Dublin City Hall murals

Published in Issue 2 (March/April 2014), Volume 22

Above: St Patrick baptising the king of Dublin in 448 AD—the first mural executed by James Ward and his team of students from the Metropolitan School of Art in 1914. (Dublin City Council)

Above: St Patrick baptising the king of Dublin in 448 AD—the first mural executed by James Ward and his team of students from the Metropolitan School of Art in 1914. (Dublin City Council)

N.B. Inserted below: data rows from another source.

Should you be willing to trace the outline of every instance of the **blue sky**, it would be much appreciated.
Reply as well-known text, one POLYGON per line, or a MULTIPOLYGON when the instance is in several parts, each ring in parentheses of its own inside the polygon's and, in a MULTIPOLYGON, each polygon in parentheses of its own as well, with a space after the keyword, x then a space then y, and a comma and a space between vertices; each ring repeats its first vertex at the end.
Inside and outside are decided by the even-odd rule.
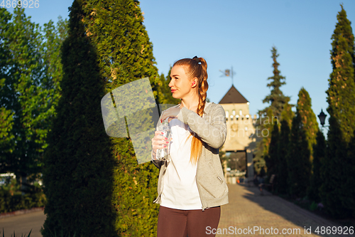
MULTIPOLYGON (((25 13, 43 25, 59 15, 67 18, 72 3, 39 0, 38 8, 25 13)), ((180 58, 204 58, 207 97, 218 103, 231 86, 231 78, 221 77, 220 70, 233 67, 234 85, 250 102, 253 115, 267 106, 262 100, 270 93, 266 85, 273 75, 275 46, 279 69, 286 77, 282 91, 296 104, 304 87, 318 115, 327 107, 331 37, 341 3, 355 22, 354 0, 143 0, 140 6, 160 73, 166 75, 180 58)))

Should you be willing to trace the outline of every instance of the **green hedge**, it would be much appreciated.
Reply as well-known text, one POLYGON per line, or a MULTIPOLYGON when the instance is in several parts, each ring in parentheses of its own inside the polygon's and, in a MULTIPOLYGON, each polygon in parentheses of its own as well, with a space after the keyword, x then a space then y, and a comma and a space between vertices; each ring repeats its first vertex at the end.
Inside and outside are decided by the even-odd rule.
POLYGON ((45 204, 45 196, 42 190, 22 195, 21 191, 13 191, 8 186, 0 187, 0 213, 7 213, 33 207, 43 207, 45 204))

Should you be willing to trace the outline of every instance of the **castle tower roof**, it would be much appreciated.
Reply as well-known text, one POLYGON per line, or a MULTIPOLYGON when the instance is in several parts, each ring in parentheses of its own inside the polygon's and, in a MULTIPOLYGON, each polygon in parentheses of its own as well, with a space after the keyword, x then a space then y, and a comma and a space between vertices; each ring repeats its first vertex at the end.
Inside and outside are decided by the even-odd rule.
POLYGON ((219 104, 244 104, 248 100, 232 85, 219 104))

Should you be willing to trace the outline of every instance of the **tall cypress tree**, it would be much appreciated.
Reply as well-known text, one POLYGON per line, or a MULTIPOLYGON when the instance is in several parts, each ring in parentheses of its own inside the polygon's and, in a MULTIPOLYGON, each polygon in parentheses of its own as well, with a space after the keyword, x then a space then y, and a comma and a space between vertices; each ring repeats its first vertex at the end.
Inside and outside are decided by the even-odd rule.
POLYGON ((302 88, 298 93, 297 107, 301 117, 303 129, 308 141, 308 149, 310 152, 310 159, 313 159, 313 145, 316 142, 317 132, 319 131, 317 117, 312 110, 312 102, 308 92, 302 88))
POLYGON ((287 157, 289 194, 296 197, 305 196, 311 172, 308 142, 302 127, 297 110, 293 120, 287 157))
POLYGON ((312 167, 312 176, 308 189, 310 199, 316 202, 321 201, 320 188, 323 183, 321 174, 322 163, 325 156, 326 143, 325 138, 320 130, 317 132, 316 143, 313 145, 313 162, 312 167))
POLYGON ((268 155, 265 158, 266 167, 268 167, 268 179, 270 179, 271 175, 277 174, 278 172, 278 162, 279 159, 278 147, 280 142, 278 131, 278 122, 273 124, 273 132, 271 132, 271 140, 268 148, 268 155))
POLYGON ((348 200, 349 190, 345 184, 354 179, 349 167, 354 157, 349 157, 346 149, 353 136, 355 123, 354 38, 350 21, 341 5, 337 16, 338 22, 332 39, 331 60, 333 70, 327 90, 329 130, 327 149, 322 167, 327 177, 321 187, 322 202, 334 217, 351 214, 348 200))
MULTIPOLYGON (((155 100, 160 101, 157 86, 159 76, 154 65, 153 46, 143 21, 138 1, 73 2, 69 36, 63 43, 62 56, 65 71, 61 84, 63 99, 58 107, 62 108, 58 109, 57 124, 53 126, 62 130, 67 127, 67 139, 53 141, 48 160, 57 162, 57 155, 50 157, 50 154, 61 150, 60 147, 68 147, 58 154, 62 157, 60 168, 53 166, 58 167, 58 173, 50 174, 48 172, 47 179, 52 182, 59 173, 65 171, 68 177, 75 175, 75 181, 67 188, 64 184, 70 181, 70 179, 61 183, 60 187, 65 191, 64 195, 70 195, 70 199, 62 201, 62 194, 59 194, 48 198, 52 204, 50 205, 48 201, 46 206, 48 221, 45 233, 62 228, 70 233, 105 236, 153 236, 156 233, 159 206, 153 201, 157 194, 158 169, 151 162, 137 163, 132 134, 126 138, 108 137, 99 114, 99 100, 104 95, 145 77, 149 77, 155 100), (74 96, 76 94, 79 95, 74 96), (69 108, 79 105, 83 107, 76 110, 77 116, 68 116, 69 108), (61 117, 65 114, 67 117, 61 117), (76 126, 70 126, 73 124, 76 126), (78 135, 87 138, 81 141, 78 135), (86 145, 82 149, 83 143, 86 145), (65 170, 64 164, 70 160, 75 164, 75 168, 65 170), (72 191, 74 187, 77 189, 75 192, 72 191), (90 194, 92 199, 84 195, 91 193, 94 194, 90 194), (56 213, 54 210, 65 204, 75 210, 70 216, 67 211, 56 213), (90 205, 96 206, 90 210, 90 205)), ((141 101, 135 102, 137 107, 144 105, 141 101)), ((141 127, 148 125, 146 121, 151 118, 144 111, 133 115, 126 117, 126 122, 141 127)), ((61 132, 57 129, 52 139, 62 137, 58 135, 61 132)))
MULTIPOLYGON (((327 90, 327 111, 339 122, 344 141, 349 142, 353 135, 355 124, 355 78, 354 67, 354 37, 346 12, 342 10, 332 39, 331 51, 333 71, 327 90)), ((329 136, 332 135, 328 135, 329 136)))
POLYGON ((0 14, 4 21, 0 31, 4 46, 0 102, 2 116, 11 127, 6 131, 8 148, 0 153, 0 172, 15 173, 24 188, 28 177, 34 179, 40 172, 46 146, 49 107, 48 90, 41 87, 45 81, 40 51, 43 37, 39 25, 26 16, 23 9, 15 9, 13 15, 1 9, 0 14))
POLYGON ((48 134, 43 181, 48 203, 43 236, 116 236, 111 203, 114 159, 102 125, 104 83, 96 49, 85 35, 82 2, 70 8, 61 53, 63 78, 48 134))
POLYGON ((287 194, 288 192, 288 163, 287 156, 290 144, 290 126, 285 118, 281 121, 281 129, 280 132, 280 141, 278 144, 277 174, 278 182, 275 189, 278 193, 287 194))
MULTIPOLYGON (((264 103, 269 103, 269 106, 259 111, 258 113, 261 119, 258 120, 258 124, 256 125, 258 130, 265 131, 267 130, 269 135, 272 132, 273 126, 269 127, 270 126, 267 125, 268 120, 273 121, 275 117, 276 117, 278 121, 281 121, 283 119, 282 115, 285 115, 289 117, 288 122, 290 124, 292 122, 292 117, 293 117, 293 112, 291 110, 293 105, 289 104, 290 97, 285 96, 280 88, 283 85, 285 84, 285 77, 281 75, 281 72, 278 68, 280 63, 278 62, 277 58, 279 55, 275 46, 272 48, 271 53, 271 58, 273 60, 272 65, 273 68, 273 75, 268 78, 268 80, 271 80, 271 82, 268 84, 268 87, 271 88, 271 94, 267 95, 263 100, 264 103), (269 110, 271 110, 271 112, 269 110), (284 112, 283 113, 283 110, 286 110, 286 112, 284 112), (273 117, 269 117, 271 113, 272 113, 273 117)), ((263 137, 257 145, 258 148, 256 149, 255 158, 253 159, 256 169, 260 169, 265 164, 264 157, 268 154, 270 140, 269 137, 266 138, 263 137)))
MULTIPOLYGON (((105 78, 106 92, 136 80, 148 77, 156 103, 159 103, 159 75, 153 56, 153 45, 143 24, 143 17, 136 0, 84 2, 83 22, 86 32, 97 48, 100 73, 105 78)), ((143 106, 135 101, 137 107, 143 106)), ((151 115, 138 112, 127 123, 148 126, 151 115)), ((152 127, 151 127, 151 129, 152 127)), ((154 128, 154 127, 153 127, 154 128)), ((142 127, 143 130, 143 127, 142 127)), ((137 164, 131 135, 111 138, 112 154, 117 161, 114 173, 112 202, 117 210, 115 221, 122 236, 153 236, 159 205, 157 195, 158 169, 152 162, 137 164)), ((151 147, 151 141, 147 149, 151 147)))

The year 1914 saw the beginning of the painting of the murals depicting the history of the city within the rotunda of Dublin’s City Hall, the work of students of the Metropolitan School of Art, under the guidance of James Ward. Alderman Thomas Kelly, leader of Sinn Féin on Dublin Corporation, had been instrumental in this process, suggesting the subject-matter. Ward and his team of students proposed a series of murals depicting such events as the arrival of the Norse, the Battle of Clontarf and the coming of St Patrick. While the mural of Brian Boru and Clontarf was not painted until later, in a process that took until 1919 to complete, the arrival of the Norse was one of the murals commenced in 1914. The portrayal of the native Irish preparing to fight off this approaching alien influence is no doubt influenced by the discourse of the time.